Troitskiy, the longtime lead of famous heavy metal band Korroziya Metalla, recently announced his decision to run for mayor of Khimki in a series of videos posted on YouTube. His monologues were completely absurd, and included proposals to only recruit Germans as civil servants, to turn the entire town into one big casino and to set up “gigantic oxygen-generating machines” to help Moscow cope with the summer heat.

Russian bloggers and the viewing public took Spider’s long and rambling speeches as yet another Internet joke, but the man then unexpectedly announced that he had collected the necessary number of signatures for a slot of the Khimki mayoral elections, and had submitted them to town’s elections commission for review.

The rocker said that he planned to transform his informal ‘Heavy Metal Rock Corporation,’ or KTR, into a political party that would use the KTR acronym but be named ‘The Corporation of Working People of Russia.’ Spider claimed that if he won the mayoral elections, he would hold the KTR’s founding convention in Khimki.

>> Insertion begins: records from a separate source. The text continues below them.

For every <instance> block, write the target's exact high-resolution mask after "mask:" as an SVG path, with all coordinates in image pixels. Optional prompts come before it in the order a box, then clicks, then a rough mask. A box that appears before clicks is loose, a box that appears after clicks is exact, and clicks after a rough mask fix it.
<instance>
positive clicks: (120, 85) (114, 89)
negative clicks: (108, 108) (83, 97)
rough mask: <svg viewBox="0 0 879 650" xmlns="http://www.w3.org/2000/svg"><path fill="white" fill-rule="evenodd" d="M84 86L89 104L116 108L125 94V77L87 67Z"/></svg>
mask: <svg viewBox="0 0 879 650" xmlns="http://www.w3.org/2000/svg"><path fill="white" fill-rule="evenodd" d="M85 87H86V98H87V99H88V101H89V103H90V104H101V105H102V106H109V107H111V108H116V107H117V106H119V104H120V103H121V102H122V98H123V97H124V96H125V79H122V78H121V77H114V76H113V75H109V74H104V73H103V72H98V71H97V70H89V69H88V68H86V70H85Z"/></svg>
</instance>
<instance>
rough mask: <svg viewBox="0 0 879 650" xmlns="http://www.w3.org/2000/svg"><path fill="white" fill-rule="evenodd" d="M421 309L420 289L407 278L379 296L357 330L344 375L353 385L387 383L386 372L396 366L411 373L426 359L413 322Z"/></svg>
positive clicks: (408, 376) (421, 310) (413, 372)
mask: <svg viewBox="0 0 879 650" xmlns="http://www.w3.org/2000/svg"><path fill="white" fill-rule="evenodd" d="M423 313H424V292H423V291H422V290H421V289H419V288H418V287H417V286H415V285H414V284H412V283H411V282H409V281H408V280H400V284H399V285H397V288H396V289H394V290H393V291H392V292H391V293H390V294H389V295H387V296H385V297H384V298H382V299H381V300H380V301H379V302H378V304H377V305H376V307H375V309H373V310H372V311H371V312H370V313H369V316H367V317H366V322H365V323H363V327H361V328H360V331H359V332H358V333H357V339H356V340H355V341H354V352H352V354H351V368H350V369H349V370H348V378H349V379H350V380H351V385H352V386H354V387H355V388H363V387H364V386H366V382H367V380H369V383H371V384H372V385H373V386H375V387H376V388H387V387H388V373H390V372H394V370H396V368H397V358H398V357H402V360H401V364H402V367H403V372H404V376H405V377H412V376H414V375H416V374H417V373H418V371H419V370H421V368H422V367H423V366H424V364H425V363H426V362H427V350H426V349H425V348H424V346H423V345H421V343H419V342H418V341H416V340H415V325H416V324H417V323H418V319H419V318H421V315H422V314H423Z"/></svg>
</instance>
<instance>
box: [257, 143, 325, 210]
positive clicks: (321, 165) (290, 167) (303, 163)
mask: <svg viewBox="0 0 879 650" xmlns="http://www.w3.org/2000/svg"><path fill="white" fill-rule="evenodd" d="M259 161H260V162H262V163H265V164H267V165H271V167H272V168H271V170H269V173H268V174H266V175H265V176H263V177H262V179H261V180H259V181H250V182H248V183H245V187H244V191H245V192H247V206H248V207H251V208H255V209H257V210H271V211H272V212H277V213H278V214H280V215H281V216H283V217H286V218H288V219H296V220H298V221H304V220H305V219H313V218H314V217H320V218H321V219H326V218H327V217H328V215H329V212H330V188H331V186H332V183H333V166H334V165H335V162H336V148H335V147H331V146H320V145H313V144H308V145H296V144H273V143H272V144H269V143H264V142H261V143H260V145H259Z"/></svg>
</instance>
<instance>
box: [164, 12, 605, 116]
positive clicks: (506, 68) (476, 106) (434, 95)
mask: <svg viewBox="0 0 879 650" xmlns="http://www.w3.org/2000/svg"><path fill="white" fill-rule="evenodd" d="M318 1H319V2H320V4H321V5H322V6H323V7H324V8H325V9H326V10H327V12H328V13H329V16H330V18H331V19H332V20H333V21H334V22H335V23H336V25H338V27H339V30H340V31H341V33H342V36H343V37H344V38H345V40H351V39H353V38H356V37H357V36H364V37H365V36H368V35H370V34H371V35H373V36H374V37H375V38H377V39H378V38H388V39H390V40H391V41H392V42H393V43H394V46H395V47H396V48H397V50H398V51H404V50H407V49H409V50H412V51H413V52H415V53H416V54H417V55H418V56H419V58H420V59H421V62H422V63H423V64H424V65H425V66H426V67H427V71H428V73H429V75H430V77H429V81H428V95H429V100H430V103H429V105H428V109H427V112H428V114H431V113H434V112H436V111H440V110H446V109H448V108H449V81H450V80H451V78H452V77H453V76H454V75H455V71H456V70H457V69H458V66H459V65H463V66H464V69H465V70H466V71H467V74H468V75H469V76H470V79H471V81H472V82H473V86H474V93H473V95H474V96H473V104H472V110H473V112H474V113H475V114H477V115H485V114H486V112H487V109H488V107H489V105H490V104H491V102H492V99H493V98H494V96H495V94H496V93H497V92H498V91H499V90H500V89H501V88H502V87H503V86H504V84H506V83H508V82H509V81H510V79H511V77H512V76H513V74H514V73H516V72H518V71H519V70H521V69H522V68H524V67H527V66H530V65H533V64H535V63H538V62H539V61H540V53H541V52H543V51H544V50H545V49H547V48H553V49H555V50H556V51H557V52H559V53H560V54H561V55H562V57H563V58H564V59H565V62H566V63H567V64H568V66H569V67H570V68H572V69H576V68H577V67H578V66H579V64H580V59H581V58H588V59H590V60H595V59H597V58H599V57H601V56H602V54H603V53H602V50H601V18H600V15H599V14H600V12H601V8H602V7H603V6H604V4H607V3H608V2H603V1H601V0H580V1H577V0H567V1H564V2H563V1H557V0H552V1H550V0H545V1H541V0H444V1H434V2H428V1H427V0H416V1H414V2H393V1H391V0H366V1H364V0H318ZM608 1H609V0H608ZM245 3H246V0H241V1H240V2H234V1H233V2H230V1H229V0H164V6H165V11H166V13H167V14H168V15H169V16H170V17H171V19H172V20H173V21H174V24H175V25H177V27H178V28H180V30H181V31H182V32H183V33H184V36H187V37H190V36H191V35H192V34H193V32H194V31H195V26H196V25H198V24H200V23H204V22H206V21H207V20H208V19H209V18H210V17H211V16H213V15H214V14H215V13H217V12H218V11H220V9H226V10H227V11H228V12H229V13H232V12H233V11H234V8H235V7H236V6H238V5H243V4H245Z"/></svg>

The fight for the Khimki mayoral post promises to be a tough on. The race already features some 20 registered candidates, including heavyweights like Oleg Mitvol, the former deputy head of the state environmental agency, and Yevgeniya Chirikova, an environmental activist and figurehead in recent street protests.

In 2009, Chirikova launched Khimki into headlines in Russia and abroad when she published a video addressed to Vladimir Putin. In it, she urged him consider how the construction of a highway between the cities of Moscow and St. Petersburg was threatening a small forest used by Khimki residents for recreation. The campaign broadened, and the term ‘Khimki Forest’ soon became a euphemism for a righteous-yet-insignificant cause, or for an excessively advertised political campaign.

Analysts see the coming mayoral election in Khimki as an important test for Russia’s new elections legislation. Still, they can’t fully explain things like Spider’s candidacy.

“I do not think that there is someone behind this man, it is probably his own initiative,” political analyst Segrey Markov told the Izvestiya daily newspaper. “Artists are unpredictable, but they follow the news and try to be trendy, and active participation in politics is the main trend today.”

Chirikova, however, slammed Troitskiy’s foray into the race as “absolute stupidity,” and said that it was being done “to dumb the people and to distract them from real problems.” She did not specify who she believed to be behind the move.